Moreover, the claim presented in the arrangement proceedings was in due form and valid on its face. This made out a prima facie case for its allowance. Bankruptcy Act § 57d, 11 U.S.C. § 93(d); Whitney v. Dresser, 200 U.S. 532, 26 S. Ct. 316, 50 L. Ed. 584; 3 Collier on Bankruptcy ¶ 57.13 (14th Ed. 1941) and cases cited. To support his objection, the receiver must go forward with his evidence. As it is, he has totally failed to show that the increased cost is traceable to contract differences.

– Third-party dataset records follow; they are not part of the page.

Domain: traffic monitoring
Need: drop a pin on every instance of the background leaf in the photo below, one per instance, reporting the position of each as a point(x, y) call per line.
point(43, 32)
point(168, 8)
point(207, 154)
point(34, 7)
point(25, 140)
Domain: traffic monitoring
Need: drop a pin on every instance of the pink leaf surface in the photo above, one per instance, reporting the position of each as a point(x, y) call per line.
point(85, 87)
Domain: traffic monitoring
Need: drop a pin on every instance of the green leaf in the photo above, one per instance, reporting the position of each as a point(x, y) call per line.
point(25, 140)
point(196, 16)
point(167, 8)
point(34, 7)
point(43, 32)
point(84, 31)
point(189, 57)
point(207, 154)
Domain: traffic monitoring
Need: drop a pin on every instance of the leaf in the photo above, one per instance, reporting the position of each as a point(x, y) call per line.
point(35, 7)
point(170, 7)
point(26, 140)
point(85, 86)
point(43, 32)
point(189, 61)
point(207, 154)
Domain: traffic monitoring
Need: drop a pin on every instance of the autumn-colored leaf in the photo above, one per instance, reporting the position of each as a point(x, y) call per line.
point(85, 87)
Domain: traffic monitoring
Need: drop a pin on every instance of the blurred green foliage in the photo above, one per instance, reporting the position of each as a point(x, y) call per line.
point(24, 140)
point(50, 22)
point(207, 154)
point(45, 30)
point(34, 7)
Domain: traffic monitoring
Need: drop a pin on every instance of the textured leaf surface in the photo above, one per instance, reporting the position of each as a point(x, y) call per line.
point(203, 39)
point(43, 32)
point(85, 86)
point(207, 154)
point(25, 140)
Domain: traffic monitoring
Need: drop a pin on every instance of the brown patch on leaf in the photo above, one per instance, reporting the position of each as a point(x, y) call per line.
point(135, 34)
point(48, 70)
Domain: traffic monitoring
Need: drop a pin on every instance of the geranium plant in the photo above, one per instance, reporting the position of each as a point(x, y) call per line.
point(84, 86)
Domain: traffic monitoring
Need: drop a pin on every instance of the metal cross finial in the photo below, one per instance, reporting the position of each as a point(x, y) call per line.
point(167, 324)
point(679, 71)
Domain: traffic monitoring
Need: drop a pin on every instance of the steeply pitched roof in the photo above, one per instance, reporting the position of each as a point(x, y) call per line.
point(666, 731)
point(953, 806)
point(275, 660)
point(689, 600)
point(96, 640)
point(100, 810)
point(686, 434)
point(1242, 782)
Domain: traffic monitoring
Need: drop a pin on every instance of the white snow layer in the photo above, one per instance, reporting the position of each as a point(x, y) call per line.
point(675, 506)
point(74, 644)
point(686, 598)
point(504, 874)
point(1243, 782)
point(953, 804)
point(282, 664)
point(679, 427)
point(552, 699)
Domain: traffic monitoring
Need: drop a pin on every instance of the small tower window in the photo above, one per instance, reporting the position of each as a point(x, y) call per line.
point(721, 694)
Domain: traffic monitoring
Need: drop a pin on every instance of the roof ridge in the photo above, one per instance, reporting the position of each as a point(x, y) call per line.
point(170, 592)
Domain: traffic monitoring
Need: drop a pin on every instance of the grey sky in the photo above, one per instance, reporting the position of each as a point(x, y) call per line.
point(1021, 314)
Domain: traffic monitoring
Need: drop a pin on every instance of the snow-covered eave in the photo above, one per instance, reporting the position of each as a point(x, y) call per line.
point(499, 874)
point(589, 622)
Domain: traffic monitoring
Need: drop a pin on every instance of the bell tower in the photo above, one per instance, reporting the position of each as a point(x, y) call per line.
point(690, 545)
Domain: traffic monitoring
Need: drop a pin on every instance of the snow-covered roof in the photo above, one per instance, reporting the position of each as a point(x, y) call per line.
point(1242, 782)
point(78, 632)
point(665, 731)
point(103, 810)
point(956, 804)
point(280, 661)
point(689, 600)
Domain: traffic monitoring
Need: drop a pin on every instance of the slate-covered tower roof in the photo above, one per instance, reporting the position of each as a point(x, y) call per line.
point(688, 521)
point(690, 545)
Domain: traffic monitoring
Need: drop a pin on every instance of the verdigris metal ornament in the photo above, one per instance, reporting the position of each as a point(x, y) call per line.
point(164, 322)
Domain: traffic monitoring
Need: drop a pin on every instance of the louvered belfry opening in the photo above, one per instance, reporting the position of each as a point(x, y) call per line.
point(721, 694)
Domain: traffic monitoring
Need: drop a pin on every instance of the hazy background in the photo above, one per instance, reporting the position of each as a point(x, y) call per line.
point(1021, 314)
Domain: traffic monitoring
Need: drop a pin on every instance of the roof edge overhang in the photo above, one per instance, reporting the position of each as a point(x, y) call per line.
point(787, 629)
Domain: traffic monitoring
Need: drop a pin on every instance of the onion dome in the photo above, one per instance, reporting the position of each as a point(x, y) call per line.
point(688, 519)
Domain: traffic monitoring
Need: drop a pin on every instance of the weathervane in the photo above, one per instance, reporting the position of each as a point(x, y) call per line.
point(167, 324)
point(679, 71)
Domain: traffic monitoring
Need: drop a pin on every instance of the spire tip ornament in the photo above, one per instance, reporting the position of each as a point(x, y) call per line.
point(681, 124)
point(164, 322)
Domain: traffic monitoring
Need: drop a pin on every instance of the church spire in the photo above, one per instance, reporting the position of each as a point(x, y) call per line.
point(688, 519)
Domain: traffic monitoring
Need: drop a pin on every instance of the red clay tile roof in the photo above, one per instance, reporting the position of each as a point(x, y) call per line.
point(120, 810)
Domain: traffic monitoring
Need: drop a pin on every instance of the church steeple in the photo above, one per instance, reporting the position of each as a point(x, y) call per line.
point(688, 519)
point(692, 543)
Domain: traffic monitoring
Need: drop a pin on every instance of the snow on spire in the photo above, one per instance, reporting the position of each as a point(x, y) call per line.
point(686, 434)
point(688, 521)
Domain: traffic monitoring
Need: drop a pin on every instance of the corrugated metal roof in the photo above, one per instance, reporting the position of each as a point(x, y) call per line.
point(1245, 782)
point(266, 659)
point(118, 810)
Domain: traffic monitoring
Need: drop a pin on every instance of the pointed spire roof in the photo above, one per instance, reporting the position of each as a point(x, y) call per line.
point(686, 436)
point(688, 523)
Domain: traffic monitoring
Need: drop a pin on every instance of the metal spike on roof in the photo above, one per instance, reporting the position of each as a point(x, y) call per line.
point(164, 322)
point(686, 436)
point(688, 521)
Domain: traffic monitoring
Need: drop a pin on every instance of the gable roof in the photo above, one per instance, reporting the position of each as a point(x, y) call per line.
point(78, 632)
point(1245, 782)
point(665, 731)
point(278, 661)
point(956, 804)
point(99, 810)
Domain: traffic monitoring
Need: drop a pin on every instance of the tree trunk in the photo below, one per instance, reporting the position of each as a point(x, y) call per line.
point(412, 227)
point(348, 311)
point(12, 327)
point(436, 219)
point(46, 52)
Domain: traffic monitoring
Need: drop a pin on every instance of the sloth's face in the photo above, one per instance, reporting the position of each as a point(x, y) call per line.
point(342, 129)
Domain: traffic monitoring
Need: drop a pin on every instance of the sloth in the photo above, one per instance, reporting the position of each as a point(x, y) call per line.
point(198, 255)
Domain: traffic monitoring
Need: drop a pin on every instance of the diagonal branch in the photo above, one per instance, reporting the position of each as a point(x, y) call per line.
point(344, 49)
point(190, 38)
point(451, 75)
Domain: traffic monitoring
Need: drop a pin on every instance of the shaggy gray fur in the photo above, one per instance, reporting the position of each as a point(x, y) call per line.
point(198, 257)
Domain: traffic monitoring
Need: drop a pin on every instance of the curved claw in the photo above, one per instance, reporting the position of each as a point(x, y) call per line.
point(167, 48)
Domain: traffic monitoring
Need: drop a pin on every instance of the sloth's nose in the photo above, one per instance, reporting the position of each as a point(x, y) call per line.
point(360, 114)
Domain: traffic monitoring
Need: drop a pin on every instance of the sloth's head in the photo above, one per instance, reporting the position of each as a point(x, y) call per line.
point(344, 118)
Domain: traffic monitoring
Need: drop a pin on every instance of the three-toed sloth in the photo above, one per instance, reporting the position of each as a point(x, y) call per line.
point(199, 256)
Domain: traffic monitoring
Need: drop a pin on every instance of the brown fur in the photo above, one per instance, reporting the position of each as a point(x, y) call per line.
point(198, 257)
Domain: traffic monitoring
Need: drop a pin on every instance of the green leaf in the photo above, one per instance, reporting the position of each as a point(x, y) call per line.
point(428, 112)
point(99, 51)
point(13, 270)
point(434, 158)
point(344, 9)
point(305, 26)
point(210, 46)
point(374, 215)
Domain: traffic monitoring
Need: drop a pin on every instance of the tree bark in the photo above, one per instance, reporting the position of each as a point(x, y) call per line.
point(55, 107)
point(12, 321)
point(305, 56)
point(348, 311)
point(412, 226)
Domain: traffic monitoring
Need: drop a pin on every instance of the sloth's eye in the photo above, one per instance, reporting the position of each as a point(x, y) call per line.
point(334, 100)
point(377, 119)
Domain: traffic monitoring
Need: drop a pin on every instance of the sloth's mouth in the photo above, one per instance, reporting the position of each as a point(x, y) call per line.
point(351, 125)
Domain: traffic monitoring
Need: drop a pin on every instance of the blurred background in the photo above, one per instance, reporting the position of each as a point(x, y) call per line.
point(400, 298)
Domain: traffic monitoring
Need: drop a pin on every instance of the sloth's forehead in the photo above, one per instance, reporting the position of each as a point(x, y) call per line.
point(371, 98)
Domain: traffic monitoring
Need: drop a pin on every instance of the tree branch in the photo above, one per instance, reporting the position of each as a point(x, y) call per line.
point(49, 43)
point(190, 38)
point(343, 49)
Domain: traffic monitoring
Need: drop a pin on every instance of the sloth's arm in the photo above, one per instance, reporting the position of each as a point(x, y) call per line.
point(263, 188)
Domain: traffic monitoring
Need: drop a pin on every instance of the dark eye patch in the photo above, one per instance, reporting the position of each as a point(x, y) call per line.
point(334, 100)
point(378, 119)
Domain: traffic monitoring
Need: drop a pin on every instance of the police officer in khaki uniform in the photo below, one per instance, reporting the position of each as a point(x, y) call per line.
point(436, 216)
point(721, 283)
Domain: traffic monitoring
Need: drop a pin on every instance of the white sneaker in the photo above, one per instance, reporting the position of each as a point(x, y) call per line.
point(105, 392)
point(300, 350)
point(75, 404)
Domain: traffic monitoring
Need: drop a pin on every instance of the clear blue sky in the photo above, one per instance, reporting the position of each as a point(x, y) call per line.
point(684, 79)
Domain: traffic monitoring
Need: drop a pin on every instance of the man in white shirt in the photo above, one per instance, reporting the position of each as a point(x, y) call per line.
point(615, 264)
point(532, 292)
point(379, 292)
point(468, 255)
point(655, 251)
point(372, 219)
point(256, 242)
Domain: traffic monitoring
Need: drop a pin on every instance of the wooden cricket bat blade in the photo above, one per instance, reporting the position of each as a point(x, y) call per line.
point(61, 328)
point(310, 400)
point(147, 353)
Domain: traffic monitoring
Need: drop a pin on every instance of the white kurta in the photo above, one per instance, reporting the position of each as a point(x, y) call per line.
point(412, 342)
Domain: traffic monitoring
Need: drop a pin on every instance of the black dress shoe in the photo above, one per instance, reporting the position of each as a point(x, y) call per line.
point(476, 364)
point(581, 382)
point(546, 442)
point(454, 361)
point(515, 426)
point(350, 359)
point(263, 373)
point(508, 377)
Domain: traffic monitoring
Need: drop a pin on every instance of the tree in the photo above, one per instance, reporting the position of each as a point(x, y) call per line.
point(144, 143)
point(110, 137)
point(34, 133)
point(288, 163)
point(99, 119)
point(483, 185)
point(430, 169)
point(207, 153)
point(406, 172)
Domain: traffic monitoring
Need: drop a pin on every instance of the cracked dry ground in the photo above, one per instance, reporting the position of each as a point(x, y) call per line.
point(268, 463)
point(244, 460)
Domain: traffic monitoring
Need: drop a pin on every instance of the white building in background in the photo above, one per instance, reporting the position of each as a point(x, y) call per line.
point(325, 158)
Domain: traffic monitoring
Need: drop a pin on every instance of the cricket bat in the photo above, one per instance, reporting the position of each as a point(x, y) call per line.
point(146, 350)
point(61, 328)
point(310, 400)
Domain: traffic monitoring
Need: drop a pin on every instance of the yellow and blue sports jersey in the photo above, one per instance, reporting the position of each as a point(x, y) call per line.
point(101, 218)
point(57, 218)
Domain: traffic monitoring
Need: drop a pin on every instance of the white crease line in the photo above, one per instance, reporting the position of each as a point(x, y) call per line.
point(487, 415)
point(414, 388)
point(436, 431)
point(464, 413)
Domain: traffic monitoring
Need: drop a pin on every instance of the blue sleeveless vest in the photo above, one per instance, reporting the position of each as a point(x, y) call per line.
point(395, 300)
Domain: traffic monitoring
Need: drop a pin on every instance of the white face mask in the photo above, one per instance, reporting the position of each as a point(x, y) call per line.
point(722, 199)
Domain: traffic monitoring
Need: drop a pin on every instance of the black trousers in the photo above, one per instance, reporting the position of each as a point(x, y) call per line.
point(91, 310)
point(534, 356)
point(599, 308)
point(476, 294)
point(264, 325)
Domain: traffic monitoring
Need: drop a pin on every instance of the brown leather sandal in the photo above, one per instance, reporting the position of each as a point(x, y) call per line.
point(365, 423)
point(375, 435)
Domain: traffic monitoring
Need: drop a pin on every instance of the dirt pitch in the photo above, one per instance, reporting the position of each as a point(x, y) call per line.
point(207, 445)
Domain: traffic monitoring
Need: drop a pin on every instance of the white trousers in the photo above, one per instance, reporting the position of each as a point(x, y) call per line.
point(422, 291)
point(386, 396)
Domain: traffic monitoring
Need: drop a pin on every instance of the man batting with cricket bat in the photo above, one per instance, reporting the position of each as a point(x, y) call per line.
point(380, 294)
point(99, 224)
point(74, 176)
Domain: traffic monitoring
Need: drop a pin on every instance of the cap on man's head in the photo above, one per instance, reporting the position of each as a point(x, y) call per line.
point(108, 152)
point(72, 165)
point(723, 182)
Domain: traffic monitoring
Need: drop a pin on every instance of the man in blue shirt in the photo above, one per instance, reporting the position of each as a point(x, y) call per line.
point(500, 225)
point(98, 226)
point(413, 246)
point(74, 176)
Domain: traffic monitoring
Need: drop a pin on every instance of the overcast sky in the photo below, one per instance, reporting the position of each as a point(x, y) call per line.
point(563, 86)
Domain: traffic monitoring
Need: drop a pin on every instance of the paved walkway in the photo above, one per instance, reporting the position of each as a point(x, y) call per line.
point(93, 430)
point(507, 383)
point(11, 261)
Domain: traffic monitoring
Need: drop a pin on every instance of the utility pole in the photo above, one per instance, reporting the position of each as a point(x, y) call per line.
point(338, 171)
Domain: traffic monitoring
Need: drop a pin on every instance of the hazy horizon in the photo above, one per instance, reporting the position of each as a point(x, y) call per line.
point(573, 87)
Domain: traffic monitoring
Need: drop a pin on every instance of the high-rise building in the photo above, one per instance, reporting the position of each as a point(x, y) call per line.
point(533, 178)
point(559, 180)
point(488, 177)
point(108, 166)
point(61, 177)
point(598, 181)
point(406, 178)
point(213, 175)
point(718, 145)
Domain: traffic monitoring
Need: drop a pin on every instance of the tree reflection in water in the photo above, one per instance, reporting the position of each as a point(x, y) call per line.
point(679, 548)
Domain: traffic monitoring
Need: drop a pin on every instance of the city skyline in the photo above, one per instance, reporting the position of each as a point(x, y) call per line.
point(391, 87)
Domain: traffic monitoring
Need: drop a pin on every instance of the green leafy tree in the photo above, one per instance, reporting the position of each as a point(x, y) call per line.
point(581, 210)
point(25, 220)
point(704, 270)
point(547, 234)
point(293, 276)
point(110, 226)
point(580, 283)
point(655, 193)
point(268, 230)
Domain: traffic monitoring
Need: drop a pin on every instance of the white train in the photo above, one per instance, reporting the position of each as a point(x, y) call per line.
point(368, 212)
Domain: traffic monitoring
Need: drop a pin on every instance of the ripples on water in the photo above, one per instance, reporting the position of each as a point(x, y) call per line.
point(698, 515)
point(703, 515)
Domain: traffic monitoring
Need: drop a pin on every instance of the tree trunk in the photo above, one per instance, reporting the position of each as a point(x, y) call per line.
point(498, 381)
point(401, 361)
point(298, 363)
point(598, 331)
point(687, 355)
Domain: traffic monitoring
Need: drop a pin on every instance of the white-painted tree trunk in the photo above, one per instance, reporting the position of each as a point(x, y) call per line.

Finally, the receiver asserts that the Bearing contract was subject to the Renegotiation Act of 1951, 50 U.S.C. App. §§ 1211-1223, and that appellant must account for sums which might be recouped thereunder. The short answer to this contention is that the Renegotiation Act creates a statutory, not a contractual, relationship. True, the Bearing contract, as was required, made reference to the Act; but the Act would apply in the absence of such a reference. And the impact of renegotiation is calculated without relation to the terms of any individual contract. It falls on the entire profits realized from the government over an entire fiscal year. It is far closer to a tax or a conscription of property than to a condition of an individual contract, see Lichter v. United States, 334 U.S. 742, 754-755, 68 S. Ct. 1294, 92 L. Ed. 1694; and it cannot be deemed a reduction in the Bearing contract price such as would aid the debtor here.
Accordingly the claim below was well founded; and in the absence of a showing of adequate objection, it must be allowed in the amount of the additional cost for completion of the work.
Reversed and remanded for allowance of the claim.